Tatkala Mesir hilang kemerdekaannya pada tahun
922 H (1517 M). Mundurlah pendidikan dan pengajaran di al-Azhar khususnya dan
di madrasah-madrasah lain umumnya. Pada masa itu ilmu-ilmu yang diajarkan di
al-Azhar hanya ilmu-ilmu agama dan bahasa arab saja. Sedangkan
ilmu-ilmuAqliyah, seperti ilmu pasti,
filsafat, ilmu bumi dan sebagainya dianggap haram hukumnya. Dengan demikian
lenyaplah ilmu-ilmu Aqliyah dari al-Azhar dan mencangkupkan hanya ilmu-ilmu
agama dan bahasa arab saja. Pada tahun 1304 H(1886 M) Syekh al-Azhar, syekh
Al-Indaby mengeluarkan fatwa, bahwa mempelajari ilmu-ilmu Aqliyah itu tidak
haram, bahkan boleh untuk dipelajari. Disini patut diperingatkan, Misalnya
Syekh Ahmad Abdul Mun’im Ad-Damanhury, Syekh Al-Azhar (wafat tahun 1192 H= 1778
M). Dalam ijazahnya disebutkan diantara ilmu-ilmu yang telah dipelajari ialah :
berhitung, miqat (hisab falaki), aljabar, ilmu ukur, ilmu falak, sebab-sebab
penyakit dan ilmu kesehatan, ilmu hewan, ilmu tumbu-tumbuhan, ilmu tasyrih
(otnatomi), sejarah dan lain-lain).
Diantara
ulama-ulama terkenal baik dari luar Mesir yang datang ke al-Azhar maupun
ulama-ulama dari Mesir sendiri, yang dalam sejarah Mesir belum pernah berkumpul
begitu banyak ilmuan dan ulama dalam berbagai bidang dalam suatu waktu. Diantara
nama-nama itu, antara lain:
-
Ibnu Khaldun (w. 808 H/1406 M)
-
Abu al-Abbas Ahmad al-Qalqasyandi (w.
821 H/1418 M).
-
Taqiyuddin Ahmad al-Magrizi (w. 645
H/1441 M).
-
Ibn Hajar al-Asqallani (w. 852 H/1448
M).
-
Badruddin Mahmud al-‘Aini (w. 855 H/1451
M).
-
Sirajuddin al-Balqimi (w. 868 H/1464 M).
-
Syarifuddin al-Mennawi (w. 871 H/1467
M).
-
Abu al-Mahasin bin Taghi Bardi (w. 874
H/1470 M).
-
Syamsuddin al-Sakhawi (w. 902 H/1497 M).
-
Jalaluddin al-Suyuti (w. 911 H/1505 M).
-
Muhammad bin Ahad bin Ilyas (w. 930
H/1523 M).[Hasan Langgulung, Op. Cit, hlm.45.]
b) Perkembangan
Zaitunnah
Ø Masa
Dinasti ummayah
Kota
Tunis pertama kali dibangun Kaisar Romawi, Augustus, pada abad pertama Masehi.

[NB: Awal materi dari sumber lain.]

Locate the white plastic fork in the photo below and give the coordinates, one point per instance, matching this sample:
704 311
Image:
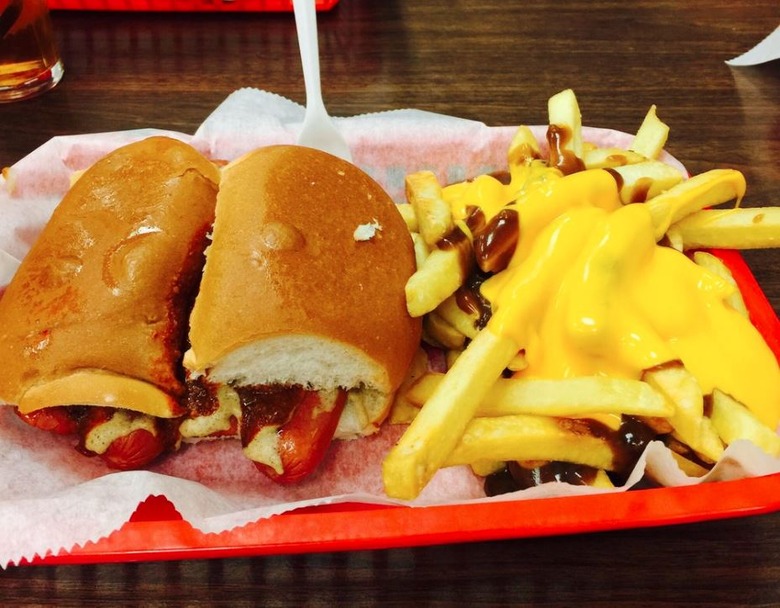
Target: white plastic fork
318 130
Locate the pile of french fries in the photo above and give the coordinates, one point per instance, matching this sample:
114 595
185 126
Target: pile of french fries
473 411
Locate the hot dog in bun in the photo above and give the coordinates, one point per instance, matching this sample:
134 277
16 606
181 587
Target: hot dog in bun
300 331
93 324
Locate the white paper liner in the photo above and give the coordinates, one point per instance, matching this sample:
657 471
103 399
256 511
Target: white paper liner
765 51
52 498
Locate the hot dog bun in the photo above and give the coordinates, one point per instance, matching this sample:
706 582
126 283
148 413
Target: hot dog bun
96 313
291 295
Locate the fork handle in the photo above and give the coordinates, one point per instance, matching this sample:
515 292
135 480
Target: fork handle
306 26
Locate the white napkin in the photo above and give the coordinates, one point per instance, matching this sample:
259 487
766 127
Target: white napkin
765 51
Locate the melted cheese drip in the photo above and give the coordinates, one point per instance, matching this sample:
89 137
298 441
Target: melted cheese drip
588 291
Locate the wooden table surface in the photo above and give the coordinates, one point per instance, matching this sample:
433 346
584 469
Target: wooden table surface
497 61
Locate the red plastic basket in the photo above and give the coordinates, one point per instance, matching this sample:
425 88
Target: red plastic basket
185 5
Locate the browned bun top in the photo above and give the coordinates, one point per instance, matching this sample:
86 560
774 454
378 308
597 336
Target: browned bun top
101 295
286 275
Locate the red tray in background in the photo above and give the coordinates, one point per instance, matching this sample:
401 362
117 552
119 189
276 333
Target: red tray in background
185 5
157 531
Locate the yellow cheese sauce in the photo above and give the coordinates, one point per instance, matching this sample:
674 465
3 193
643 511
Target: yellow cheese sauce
589 291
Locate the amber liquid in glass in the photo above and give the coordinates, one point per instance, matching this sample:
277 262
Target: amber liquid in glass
29 59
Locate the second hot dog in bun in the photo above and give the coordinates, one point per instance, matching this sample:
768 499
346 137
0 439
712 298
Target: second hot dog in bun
300 331
94 322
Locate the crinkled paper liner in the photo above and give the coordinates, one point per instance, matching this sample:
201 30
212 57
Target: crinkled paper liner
53 499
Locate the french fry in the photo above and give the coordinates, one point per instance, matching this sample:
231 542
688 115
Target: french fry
521 437
441 333
610 158
563 112
715 265
427 443
407 212
733 421
440 275
748 228
403 411
645 180
473 415
421 250
567 398
465 322
523 147
651 137
690 425
434 217
704 190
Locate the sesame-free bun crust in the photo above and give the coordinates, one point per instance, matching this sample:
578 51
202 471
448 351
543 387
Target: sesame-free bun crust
96 313
289 294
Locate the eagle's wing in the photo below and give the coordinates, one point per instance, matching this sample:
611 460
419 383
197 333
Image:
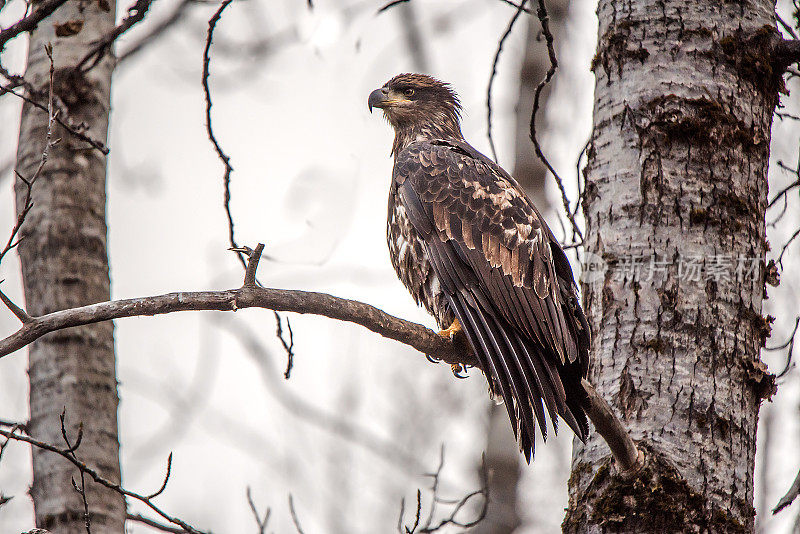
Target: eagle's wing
506 279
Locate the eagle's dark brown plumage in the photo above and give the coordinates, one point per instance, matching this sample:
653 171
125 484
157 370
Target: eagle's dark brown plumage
469 245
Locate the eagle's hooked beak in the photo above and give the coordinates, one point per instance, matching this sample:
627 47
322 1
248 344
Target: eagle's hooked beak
378 98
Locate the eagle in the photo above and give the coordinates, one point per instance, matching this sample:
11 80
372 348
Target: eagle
471 248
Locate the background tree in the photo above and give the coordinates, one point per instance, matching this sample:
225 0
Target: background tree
212 390
64 260
677 180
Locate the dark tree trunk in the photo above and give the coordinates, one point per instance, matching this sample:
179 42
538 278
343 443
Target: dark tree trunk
65 264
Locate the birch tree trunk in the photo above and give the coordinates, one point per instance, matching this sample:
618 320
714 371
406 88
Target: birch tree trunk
65 264
676 194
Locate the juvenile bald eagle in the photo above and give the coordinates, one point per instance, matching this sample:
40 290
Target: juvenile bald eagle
472 248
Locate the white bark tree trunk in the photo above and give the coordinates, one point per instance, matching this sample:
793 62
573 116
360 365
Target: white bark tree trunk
64 264
676 194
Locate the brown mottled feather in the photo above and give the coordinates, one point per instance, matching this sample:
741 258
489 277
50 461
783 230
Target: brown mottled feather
469 244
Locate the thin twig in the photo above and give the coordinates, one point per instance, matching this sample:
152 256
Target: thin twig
99 478
338 425
70 450
288 347
262 523
457 504
166 479
136 14
506 33
790 344
27 204
389 6
226 177
790 496
139 518
294 515
544 19
627 457
71 128
156 31
518 6
44 9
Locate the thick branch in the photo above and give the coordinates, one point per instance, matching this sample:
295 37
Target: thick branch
407 332
454 352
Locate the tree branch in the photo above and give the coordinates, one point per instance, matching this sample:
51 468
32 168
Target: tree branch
248 296
790 496
136 14
627 457
453 351
44 9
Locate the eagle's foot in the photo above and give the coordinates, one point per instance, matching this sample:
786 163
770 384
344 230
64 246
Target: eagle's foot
451 331
459 368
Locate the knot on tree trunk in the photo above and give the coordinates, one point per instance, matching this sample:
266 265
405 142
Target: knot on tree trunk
654 499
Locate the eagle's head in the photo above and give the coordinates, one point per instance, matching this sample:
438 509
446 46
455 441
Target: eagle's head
420 104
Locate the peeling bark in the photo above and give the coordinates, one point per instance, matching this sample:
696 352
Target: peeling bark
64 261
675 201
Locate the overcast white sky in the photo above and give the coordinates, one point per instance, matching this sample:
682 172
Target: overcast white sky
311 179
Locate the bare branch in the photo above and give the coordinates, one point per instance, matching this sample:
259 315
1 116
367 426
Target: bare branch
390 5
518 6
417 336
139 518
457 504
262 523
790 496
21 314
336 424
136 14
787 52
65 453
544 19
166 479
627 457
506 33
43 10
27 204
157 30
294 515
226 160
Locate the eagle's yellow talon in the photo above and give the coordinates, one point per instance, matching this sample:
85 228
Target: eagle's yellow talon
459 368
452 330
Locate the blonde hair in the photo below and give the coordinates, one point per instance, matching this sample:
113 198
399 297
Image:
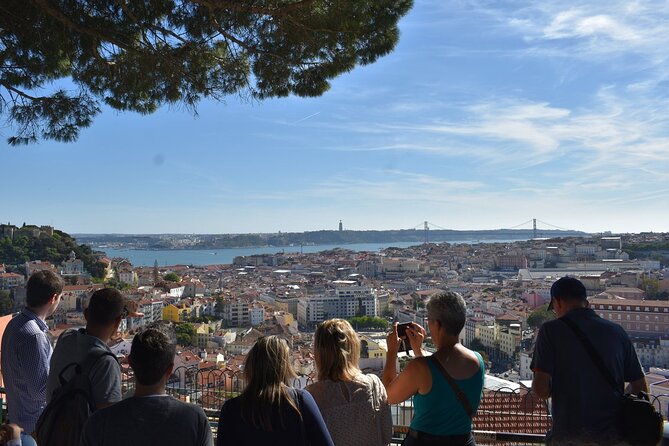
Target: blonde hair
268 373
337 349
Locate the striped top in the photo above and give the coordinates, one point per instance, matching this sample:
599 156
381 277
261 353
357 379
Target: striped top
26 351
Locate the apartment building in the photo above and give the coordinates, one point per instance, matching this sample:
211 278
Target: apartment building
345 302
643 318
11 280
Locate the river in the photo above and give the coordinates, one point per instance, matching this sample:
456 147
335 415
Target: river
147 257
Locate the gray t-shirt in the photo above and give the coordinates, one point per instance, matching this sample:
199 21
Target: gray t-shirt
105 376
150 420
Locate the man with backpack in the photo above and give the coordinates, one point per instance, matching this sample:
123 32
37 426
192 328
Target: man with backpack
85 375
103 316
26 351
572 356
150 417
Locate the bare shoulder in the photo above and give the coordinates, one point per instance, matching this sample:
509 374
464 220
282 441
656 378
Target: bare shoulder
465 362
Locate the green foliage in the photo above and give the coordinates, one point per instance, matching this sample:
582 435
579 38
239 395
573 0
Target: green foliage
140 55
185 333
368 323
652 288
55 249
540 315
6 303
171 277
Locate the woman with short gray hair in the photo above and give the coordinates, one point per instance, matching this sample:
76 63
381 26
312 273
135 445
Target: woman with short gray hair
446 386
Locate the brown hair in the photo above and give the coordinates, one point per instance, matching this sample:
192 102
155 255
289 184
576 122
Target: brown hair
337 349
268 372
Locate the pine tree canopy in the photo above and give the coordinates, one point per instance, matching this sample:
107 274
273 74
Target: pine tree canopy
141 54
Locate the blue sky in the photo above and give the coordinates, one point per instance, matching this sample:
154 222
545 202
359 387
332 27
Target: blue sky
486 115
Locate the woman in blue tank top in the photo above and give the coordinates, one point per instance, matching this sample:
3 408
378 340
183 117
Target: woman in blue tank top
446 387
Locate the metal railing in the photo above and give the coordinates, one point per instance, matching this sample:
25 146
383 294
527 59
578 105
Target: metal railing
505 416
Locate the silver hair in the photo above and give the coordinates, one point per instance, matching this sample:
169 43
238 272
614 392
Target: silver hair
449 309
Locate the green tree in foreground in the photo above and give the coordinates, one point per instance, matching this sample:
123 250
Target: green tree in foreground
139 55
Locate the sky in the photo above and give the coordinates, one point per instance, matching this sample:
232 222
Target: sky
486 115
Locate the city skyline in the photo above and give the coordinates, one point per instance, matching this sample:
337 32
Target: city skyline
484 117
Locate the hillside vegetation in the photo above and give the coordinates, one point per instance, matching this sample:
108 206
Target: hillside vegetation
26 246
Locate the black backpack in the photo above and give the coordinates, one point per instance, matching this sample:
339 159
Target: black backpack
63 418
642 423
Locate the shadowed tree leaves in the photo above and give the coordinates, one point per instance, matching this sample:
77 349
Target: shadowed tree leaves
139 55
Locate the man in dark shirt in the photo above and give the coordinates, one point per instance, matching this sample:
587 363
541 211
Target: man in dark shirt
104 314
150 416
585 407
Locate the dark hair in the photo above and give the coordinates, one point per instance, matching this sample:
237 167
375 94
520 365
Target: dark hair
449 309
568 288
105 306
268 372
152 353
41 287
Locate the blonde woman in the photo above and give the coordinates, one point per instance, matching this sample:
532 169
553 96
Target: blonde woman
269 411
354 405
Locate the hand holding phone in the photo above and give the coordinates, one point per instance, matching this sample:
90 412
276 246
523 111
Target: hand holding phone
402 334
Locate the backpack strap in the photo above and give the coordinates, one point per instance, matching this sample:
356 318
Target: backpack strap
85 367
459 394
298 403
592 352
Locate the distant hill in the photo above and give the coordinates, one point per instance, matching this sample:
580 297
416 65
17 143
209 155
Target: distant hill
220 241
21 244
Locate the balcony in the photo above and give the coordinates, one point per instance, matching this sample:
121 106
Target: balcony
505 416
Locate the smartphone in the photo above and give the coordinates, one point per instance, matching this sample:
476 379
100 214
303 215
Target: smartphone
402 329
402 333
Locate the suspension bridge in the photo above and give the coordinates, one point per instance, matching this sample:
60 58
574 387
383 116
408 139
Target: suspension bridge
426 226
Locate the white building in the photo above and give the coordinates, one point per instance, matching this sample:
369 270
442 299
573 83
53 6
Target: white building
345 303
256 315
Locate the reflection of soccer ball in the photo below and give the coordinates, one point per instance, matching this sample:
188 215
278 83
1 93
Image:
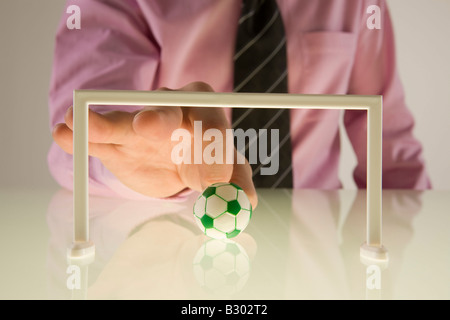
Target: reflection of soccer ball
222 210
221 267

Ajaran Islam mulai menyebar di kota itu, ketika Dinasti Umayyah yang berpusat
di Damaskus mulai memperluas kekuasaannya ke wilayah Maghrib yang dikuasai
Kekaisaran Bizantium. Khalifah Muawiyah bertekad untuk merebut wilayah itu dari
genggaman Bizantium.
Sejak
itulah, Islam mulai berkembang di kota Tunis. Suku Barbar yang menghuni kota
itu menerima kehadiran agama Islam. Menurut Prof Hodgson, suku Barbar pun mulai
berasimilasi dengan bangsa Arab yang datang ke kota itu.
Ketika
Kekhalifahan Umayyah yang berpusat di Damaskus tumbang pada 748 M, kekuasaan
dunia Islam mulai digenggam Dinasti Abbasiyah. Peralihan kekuasaan ini
menyebabkan kota Tunis dan seluruh wilayah Tunisia sempat terlepas dari
pengawasan pusat kekhalifahan. Namun, pada 767 kota Tunis kembali dapat
dikuasai Dinasti Abbasiyah pada 767 M.
Ø Masa
Dinasti Aglabiah
Tiga
tahun kemudian, Khalifah Abbasiyah yang berpusat di kota Baghdad menunjuk
Ibrahim Ibnu Aghlab sebagai gubernur Afrika Utara yang berpusat di Qairawan.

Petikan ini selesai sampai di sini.